WRITTEN BY CH FAISAL MAHMOOD
We have dwelt on the subject of Civil Aviation for long and more so since the previous Government put a New Civil Aviation Policy on the anvil. Cumulatively, we concerned ourselves with the misfortunes of our national carrier and travelling public, both tracing back to the adoption of non-reciprocal Open Sky Policy, which was unfairly open for national flag carrier and other local airlines.
While commending our posture on the subject, our readers have pointed out time and again its similarity with the United States’ three major airlines who asked for a Fair Sky Policy as regards the State owned carriers in the Gulf. A 3 versus 3 debate was fully raged; the three carriers of the country, sweared by private enterprise and advocated open competition, had based their demand on the inequality of assets with those of the three Arab carriers. The Gulf carriers maintained that all three carriers had benefited from USA’s bankruptcy laws which let them shed their debts and cut operating costs enabling them to continue flying.
But our similarity with them ends here; our base is different.
We go by what Pakistan’s Open Sky Policy has given to Pakistan. This is a legitimate and common ground on which policies are studied for new actions in national interest.
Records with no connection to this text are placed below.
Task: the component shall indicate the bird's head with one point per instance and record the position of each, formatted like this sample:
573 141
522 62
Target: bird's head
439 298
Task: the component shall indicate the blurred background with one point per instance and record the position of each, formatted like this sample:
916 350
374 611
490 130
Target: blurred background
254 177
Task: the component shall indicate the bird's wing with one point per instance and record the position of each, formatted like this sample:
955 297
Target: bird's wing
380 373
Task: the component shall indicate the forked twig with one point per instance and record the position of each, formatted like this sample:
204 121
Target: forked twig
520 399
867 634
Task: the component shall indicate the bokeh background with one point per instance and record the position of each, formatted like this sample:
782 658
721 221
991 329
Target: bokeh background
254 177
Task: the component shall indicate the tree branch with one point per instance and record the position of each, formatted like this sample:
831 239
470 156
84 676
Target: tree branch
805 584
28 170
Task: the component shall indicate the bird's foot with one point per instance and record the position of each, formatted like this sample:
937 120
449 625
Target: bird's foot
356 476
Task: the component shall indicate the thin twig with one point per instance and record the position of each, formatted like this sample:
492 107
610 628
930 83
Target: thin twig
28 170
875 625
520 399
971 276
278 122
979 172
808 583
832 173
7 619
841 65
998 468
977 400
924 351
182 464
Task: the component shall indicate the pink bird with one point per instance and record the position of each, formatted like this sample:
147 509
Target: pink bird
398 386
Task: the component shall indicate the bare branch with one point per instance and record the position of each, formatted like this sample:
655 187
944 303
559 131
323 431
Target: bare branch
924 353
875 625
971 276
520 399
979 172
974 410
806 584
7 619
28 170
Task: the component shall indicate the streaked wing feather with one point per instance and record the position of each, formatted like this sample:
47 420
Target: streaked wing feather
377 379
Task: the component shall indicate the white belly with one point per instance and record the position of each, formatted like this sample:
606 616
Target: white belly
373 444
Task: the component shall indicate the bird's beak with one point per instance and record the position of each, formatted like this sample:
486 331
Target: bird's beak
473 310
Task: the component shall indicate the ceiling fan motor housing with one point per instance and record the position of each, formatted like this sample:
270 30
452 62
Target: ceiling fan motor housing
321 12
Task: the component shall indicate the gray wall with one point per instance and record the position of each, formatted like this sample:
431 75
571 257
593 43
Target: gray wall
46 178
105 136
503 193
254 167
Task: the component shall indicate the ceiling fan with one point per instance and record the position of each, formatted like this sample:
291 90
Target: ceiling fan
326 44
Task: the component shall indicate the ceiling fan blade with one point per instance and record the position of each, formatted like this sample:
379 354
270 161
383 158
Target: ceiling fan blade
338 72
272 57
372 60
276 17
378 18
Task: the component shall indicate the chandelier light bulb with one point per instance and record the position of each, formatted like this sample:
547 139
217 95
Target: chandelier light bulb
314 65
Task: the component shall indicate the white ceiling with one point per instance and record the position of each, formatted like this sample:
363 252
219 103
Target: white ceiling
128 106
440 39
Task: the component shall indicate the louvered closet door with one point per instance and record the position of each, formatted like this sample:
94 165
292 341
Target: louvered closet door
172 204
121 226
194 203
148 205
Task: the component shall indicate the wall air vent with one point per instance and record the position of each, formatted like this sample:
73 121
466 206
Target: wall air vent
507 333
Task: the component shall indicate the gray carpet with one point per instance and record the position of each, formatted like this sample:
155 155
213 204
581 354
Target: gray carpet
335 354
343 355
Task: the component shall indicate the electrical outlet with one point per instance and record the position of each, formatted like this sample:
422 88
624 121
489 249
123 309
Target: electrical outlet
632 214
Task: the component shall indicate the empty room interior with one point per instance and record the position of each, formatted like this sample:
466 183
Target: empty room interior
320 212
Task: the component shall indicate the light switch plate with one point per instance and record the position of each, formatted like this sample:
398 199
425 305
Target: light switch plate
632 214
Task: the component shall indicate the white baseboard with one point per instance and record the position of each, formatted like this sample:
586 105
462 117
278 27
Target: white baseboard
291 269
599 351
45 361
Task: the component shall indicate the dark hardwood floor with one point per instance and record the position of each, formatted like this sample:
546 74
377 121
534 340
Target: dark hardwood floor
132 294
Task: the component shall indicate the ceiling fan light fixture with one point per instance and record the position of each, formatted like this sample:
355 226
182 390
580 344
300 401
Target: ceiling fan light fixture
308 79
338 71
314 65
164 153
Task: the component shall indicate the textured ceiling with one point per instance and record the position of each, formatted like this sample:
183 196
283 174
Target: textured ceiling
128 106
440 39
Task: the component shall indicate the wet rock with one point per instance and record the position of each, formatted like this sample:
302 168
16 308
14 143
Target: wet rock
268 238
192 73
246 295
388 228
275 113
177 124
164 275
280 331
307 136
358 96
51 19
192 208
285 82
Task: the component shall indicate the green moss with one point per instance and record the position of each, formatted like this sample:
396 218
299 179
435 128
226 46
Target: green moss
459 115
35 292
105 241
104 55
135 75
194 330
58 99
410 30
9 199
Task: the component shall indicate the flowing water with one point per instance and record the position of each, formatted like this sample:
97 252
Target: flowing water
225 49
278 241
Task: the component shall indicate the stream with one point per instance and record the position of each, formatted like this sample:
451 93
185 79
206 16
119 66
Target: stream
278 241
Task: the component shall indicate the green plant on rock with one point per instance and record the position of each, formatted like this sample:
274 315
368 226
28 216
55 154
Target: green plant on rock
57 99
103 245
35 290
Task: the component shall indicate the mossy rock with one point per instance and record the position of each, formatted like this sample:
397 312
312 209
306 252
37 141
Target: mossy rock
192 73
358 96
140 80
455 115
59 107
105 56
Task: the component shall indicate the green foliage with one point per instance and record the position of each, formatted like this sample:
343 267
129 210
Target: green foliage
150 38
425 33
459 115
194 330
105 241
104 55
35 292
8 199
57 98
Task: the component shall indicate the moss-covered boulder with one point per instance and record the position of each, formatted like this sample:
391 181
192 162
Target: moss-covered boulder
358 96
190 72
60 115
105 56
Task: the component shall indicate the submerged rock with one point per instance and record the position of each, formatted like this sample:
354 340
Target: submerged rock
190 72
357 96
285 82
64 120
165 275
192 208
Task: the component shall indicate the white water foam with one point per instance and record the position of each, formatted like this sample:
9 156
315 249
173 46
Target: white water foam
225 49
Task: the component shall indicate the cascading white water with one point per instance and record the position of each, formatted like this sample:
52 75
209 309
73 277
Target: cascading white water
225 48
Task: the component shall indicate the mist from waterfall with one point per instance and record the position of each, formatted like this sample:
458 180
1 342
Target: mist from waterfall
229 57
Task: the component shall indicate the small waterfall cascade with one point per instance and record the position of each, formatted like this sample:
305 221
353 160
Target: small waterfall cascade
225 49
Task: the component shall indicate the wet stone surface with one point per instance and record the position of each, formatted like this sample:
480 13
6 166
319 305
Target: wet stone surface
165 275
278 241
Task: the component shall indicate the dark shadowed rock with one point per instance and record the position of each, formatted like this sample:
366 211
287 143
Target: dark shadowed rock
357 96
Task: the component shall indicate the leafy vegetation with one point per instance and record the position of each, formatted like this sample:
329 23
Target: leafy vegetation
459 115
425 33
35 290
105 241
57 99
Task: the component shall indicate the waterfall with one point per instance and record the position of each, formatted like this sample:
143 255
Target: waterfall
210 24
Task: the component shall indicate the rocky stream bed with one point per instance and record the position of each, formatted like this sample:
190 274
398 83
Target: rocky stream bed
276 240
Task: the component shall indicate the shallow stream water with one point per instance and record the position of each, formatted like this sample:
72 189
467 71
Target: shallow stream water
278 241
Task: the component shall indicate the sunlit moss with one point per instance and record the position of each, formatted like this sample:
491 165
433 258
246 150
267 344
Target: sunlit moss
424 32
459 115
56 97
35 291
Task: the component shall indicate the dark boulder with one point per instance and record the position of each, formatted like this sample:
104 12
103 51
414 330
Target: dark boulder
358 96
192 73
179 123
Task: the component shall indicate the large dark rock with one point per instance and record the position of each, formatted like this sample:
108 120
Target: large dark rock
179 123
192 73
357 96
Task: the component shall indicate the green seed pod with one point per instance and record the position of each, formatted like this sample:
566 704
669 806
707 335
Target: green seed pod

The current aviation policy has had a direct negative impact on PIA and Pakistan’s private sector airlines have not had the space to grow as would be justified from the volume of traffic in and from the country. Travelers have not received any reduction in ticket prices; they have rather been subjected to rank dictatorial attitude towards them and their travel agents. Carriers have subjected travel agents to zero commission and are competing directly with them; all leading to extra financial cost and unnecessary inconvenience to the traveler. Carriers earning well here give no economic spinoffs to local communities and are reported also to be generally conducting themselves imperiously. There is no significant employment generated; fewer local staff are employed and given to work more on less remuneration.
We hope that the new management at the helm of affairs will look deeper into the industry and its work culture and they should adopt the consultative process which we have advocated previously and give our country a civil aviation environment worthy of its geographical and human resource positives.